- Music
- 20 Aug 14
“He's got some of the most beautiful melodies I've ever heard,” Emily Kokal told Hot Press.
The big music news of the past week has been the enigmatic return-of-sorts of Aphex Twin. Through hints left on New York pavements, blimps over London, and Deep Web links, we’ve learnt that we’re probably getting a brand new album, SYRO, later this year. Needless to say, everyone lost their minds – Richard D James (a Limerick lad, lest ye forget) has long been held up as an ambient superstar and true electronica pioneer.
Speaking to HP’s Craig Fitzpatrick a couple of months back, Emily Kokal of Cali quartet Warpaint compared his talents to the musical greats – if Mozart lived today, he’d be making electronic music.
“Absolutely. You'd be using technology to your advantage and you'd be experimenting with those options. I've heard [Aphex Twin] is really into [French avant-garde composer] Erik Satie and I think the thing that sets him apart from a lot of electronic music is his sense of melody. He's got some of the most beautiful melodies I've ever heard. It's like Erik Satie or Chopin. Beautiful classical music. Sombre, melancholic classical music.”
The subject of Aphex Twin arose owing to Warpaint’s connection to his famous music video collaborator Chris Cunningham (bassist Jenny Lee Lindberg is married to the director).
Kokal made it plain that the band would love to work with James, but can’t see it happening.
“I can't imagine him ever working with a band,” she sighed, “But I think there's something to be said about what electronic musicians are doing production-wise. That's what makes what Nigel [Godrich] does with Radiohead so interesting. They take their quality of sound into another realm. They really create another universe using all the technology we have around today. It's not just relying on old analogue gear, it's using technology. And that's what electronic music is. It's really the best of what's happening with technology musically.”
Warpaint drafted in Flood to produce their eponymous second album due to their desire to work with someone who understood electronic music in terms of production.

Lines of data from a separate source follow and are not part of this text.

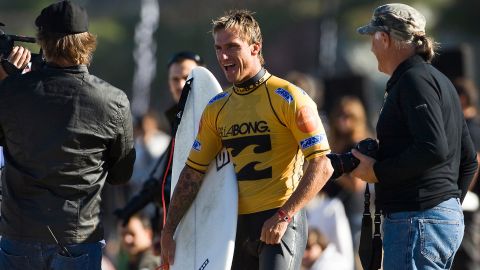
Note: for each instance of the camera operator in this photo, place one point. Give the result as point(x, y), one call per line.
point(65, 132)
point(18, 59)
point(426, 159)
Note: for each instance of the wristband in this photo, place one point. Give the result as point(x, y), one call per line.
point(284, 216)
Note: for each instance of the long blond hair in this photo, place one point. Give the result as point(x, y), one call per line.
point(76, 48)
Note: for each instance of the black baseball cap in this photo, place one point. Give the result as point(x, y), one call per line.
point(63, 17)
point(183, 55)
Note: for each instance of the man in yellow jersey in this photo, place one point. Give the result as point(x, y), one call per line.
point(269, 126)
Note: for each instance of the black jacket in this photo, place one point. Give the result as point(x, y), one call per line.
point(426, 154)
point(65, 132)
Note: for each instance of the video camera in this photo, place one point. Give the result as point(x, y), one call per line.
point(347, 162)
point(6, 46)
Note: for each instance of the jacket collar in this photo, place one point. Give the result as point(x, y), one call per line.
point(71, 69)
point(402, 68)
point(251, 84)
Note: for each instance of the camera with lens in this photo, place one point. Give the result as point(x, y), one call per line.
point(347, 162)
point(6, 46)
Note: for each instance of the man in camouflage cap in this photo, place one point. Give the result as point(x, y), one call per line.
point(401, 21)
point(426, 159)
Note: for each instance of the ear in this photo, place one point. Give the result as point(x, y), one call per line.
point(256, 48)
point(386, 41)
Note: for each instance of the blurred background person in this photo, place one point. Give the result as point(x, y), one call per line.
point(348, 125)
point(313, 88)
point(468, 255)
point(320, 254)
point(137, 241)
point(179, 67)
point(327, 215)
point(150, 143)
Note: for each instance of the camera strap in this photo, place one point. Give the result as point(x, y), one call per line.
point(370, 249)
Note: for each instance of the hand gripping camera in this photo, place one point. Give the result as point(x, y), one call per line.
point(347, 162)
point(6, 46)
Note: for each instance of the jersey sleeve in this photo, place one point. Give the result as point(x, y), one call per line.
point(301, 117)
point(207, 143)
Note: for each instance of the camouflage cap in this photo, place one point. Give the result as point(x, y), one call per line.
point(399, 20)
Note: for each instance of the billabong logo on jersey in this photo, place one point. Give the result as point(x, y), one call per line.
point(309, 142)
point(244, 128)
point(197, 146)
point(218, 97)
point(284, 94)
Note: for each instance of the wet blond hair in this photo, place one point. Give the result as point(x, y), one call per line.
point(75, 48)
point(246, 25)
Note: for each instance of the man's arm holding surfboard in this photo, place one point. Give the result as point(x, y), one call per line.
point(318, 172)
point(185, 192)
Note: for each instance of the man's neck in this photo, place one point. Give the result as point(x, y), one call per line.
point(398, 56)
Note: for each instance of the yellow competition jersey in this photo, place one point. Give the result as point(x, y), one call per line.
point(265, 126)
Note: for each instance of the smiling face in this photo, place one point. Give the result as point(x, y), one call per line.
point(238, 59)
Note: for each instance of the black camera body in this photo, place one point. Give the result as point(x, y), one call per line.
point(7, 42)
point(6, 47)
point(347, 162)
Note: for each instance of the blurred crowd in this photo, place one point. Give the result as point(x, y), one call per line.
point(334, 216)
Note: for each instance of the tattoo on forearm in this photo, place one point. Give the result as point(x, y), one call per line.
point(185, 192)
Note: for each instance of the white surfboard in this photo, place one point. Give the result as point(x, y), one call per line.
point(205, 237)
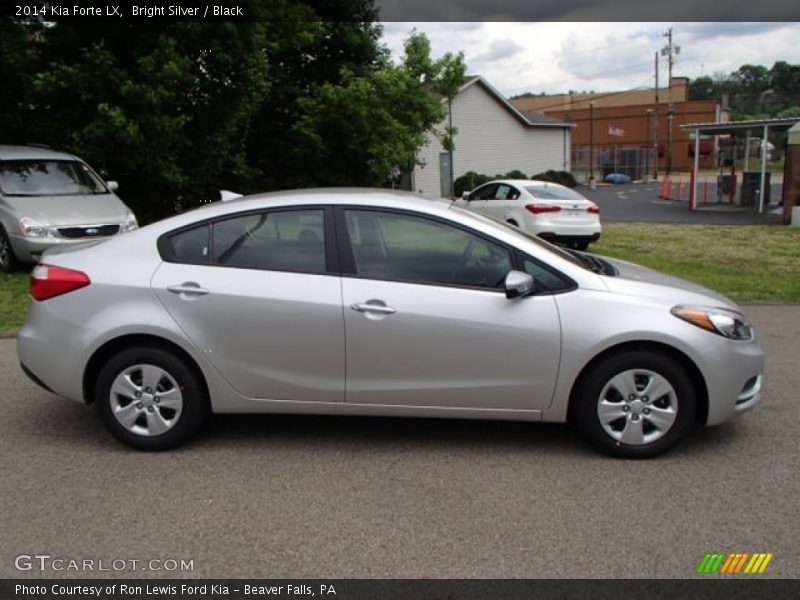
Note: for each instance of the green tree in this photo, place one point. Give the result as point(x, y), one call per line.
point(368, 129)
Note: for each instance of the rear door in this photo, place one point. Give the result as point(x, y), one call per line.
point(259, 295)
point(427, 321)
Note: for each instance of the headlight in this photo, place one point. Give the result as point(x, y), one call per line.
point(32, 228)
point(129, 224)
point(727, 323)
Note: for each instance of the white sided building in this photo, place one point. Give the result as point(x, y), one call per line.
point(493, 138)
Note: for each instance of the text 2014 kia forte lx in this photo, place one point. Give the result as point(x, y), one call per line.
point(368, 302)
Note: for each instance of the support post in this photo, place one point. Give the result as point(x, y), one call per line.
point(695, 168)
point(763, 170)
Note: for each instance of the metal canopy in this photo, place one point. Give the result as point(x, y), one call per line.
point(732, 127)
point(722, 128)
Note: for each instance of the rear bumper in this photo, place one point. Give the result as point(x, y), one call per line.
point(569, 239)
point(30, 250)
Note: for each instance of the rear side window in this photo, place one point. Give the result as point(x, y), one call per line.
point(275, 241)
point(191, 246)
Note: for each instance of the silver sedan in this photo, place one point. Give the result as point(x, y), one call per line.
point(369, 302)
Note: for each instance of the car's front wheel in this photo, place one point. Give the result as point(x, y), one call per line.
point(636, 404)
point(150, 399)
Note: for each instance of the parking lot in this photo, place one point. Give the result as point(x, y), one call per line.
point(640, 203)
point(279, 496)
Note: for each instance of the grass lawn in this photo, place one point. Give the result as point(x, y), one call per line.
point(13, 300)
point(747, 263)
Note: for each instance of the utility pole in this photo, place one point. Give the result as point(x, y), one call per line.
point(592, 183)
point(670, 51)
point(655, 127)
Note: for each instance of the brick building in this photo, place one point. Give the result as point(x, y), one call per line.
point(625, 127)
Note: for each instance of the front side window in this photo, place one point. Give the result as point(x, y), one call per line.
point(485, 193)
point(48, 178)
point(416, 249)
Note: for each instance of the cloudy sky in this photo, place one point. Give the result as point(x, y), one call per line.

“Think about Violator,” Kokal says of the seminal Depeche Mode album he produced. “He really trailblazed a lot of electronic music. But just taking the traditional rock forma that we bring, as well as the beats, ambient elements and vocals we bring and try to keep crating a really sonically lush world. That's why I love Aphex so much. I can put my headphones on and listen to the same Aphex song 100 times and still catch new things. Because every single hit is tuned differently and has a different delay on it. It's orchestral. It's as dense as a symphony.”